Каперский патент (О'Брайан) - страница 108

К этому времени Мэтьюрину искренне надоели учения, и он удивлялся, как даже Джек, для которого столько поставлено на карту, может настойчиво продолжать в таком чудовищном дискомфорте, сырости, опасности и холоде, хотя каждый матрос уже много раз проделал все требуемые действия во всем разнообразии.

Еще больше его удивляло то, что матросы, которых ждали лишь деньги (и возможно, не очень много — в любом случае гораздо меньше, чем последняя великолепная добыча), продолжают следовать за ним с таким усердием. Теперь уже без такого веселья, но, очевидно, с той же энергией.

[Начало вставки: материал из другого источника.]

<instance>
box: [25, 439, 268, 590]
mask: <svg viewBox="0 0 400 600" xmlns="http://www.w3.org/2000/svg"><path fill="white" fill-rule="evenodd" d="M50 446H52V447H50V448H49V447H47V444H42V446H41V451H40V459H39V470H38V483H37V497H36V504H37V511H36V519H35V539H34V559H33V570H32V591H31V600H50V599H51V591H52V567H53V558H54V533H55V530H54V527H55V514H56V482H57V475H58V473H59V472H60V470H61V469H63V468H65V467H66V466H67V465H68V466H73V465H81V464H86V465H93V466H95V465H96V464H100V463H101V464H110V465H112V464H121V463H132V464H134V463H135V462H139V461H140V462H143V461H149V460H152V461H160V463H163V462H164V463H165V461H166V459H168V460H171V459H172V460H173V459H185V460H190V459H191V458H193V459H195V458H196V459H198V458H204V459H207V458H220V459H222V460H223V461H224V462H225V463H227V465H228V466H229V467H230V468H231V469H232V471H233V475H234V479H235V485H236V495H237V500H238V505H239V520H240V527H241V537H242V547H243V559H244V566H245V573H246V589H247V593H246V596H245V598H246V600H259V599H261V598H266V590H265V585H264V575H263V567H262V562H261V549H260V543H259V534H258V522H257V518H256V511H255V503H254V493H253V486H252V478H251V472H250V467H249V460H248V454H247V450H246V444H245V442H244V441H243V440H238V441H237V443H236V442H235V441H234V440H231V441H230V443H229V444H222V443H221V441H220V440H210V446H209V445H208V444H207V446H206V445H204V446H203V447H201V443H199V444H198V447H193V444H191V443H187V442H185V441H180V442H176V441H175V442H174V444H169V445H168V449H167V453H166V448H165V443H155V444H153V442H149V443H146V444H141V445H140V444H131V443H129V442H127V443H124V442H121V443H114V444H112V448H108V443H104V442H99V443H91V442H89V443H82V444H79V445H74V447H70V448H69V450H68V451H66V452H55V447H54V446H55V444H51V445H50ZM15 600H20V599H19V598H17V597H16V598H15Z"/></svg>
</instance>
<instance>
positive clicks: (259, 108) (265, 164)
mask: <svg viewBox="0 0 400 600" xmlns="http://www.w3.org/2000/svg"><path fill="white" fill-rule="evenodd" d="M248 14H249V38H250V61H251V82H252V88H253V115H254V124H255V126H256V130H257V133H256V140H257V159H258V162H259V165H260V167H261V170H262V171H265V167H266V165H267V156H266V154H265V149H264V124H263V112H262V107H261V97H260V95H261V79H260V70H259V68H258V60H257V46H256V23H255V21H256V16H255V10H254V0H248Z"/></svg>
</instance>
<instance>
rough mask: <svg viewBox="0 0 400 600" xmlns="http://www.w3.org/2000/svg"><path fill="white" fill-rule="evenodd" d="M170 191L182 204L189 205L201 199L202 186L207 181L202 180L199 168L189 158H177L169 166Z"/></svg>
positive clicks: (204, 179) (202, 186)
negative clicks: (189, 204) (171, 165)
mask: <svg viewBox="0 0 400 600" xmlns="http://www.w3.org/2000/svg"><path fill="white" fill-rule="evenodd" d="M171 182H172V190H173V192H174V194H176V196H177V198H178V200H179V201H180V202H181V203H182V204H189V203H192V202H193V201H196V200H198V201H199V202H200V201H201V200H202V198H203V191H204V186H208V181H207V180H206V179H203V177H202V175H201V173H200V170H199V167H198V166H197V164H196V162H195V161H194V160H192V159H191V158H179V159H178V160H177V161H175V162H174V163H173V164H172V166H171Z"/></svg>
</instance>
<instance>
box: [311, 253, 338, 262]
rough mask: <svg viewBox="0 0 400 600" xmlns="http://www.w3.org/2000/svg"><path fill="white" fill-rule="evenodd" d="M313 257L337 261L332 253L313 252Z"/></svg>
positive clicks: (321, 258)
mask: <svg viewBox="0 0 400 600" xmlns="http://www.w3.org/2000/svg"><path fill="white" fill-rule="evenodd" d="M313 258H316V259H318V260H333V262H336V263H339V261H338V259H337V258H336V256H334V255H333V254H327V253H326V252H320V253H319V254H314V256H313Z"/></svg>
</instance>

Он поделился мыслями с Мартином, когда они сидели около Тома Эдвардса. Левой рукой Стивен ощупывал рану в поисках гангренозного холода, а правой замерял ровный, обнадеживающий пульс пациента. Мэтьюрин заговорил на латыни, и на том же языке (точнее на его забавной английской версии) Мартин ответил:

— Возможно, вы так привыкли к своему другу, что больше не замечаете, насколько он велик в глазах моряков. Раз он может прыгать и скакать всю ночь под проливным дождем вопреки стихиям, им станет стыдно не сделать того же. Хотя я видел, как некоторые почти плакали при мысли о втором штурме или когда им приказали еще раз упражняться с абордажными саблями. Сомневаюсь, что они бы сделали так много для кого-либо другое. В нем есть качество, имеющееся лишь у немногих.

— Рискну сказать, в этом вы правы. Но если бы он меня попросил выйти в море на гребной лодке в такую ночь, даже закутавшись в водонепроницаемую одежду и пробковый жилет, я бы отказался.

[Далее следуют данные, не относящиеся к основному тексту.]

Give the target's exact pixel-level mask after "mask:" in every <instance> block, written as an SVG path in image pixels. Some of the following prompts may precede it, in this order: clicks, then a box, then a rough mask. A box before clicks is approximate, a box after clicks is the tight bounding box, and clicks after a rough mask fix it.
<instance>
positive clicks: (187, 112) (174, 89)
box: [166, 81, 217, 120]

— А мне бы не хватило силы духа. Что вы скажете по поводу ноги?

— Есть надежда, — ответил Стивен, склонился над раной и понюхал ее. — Действительно есть. — По-английски он заверил Эдвардса: — Вы поправляетесь очень неплохо. Пока что я вполне доволен. Мистер Мартин, я ухожу в свою каюту. Если во время второго абордажа будут раненые — без раздумий зовите меня, я не буду спать.

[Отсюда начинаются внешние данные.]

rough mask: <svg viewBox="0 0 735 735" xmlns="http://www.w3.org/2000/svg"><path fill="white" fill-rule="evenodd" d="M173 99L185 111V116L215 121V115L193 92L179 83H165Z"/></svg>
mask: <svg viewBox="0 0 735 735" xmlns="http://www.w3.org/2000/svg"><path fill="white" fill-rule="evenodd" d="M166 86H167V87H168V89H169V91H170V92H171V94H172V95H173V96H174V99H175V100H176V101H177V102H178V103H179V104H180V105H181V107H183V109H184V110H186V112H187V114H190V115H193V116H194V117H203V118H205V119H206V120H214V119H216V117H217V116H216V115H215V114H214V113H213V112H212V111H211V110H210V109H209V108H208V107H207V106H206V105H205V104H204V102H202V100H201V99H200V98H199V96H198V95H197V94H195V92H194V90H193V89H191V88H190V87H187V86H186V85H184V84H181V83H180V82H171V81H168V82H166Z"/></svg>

Доктора Мэтьюрина могло устраивать то, как заживает открытый перелом, но остальное его не устраивало. Погода, как к югу от мыса Горн (но без шанса увидеть альбатроса), отрезала его от острова Дьявола, как раз когда кулик-сорока собиралась снести яйца. Лауданум действовал все слабее. Твердо не желая увеличивать дозу, Стивен проводил большую часть ночей в глубоких раздумьях, не всегда радостных. А еще его беспокоил Падин.

Своего слугу он не особо-то и видел — тот слишком увлекся тренировками в новой роли абордажника и бойца с топором. А увиденное Стивена расстраивало. Не так давно он внезапно наткнулся на Падина, который шел от своего убранного вниз рундука с бутылкой бренди под курткой. Насколько позволяло заикание, он пробормотал: «Это всего лишь бутылка». Но его девичье смущение свидетельствовало: наполнена она была виной.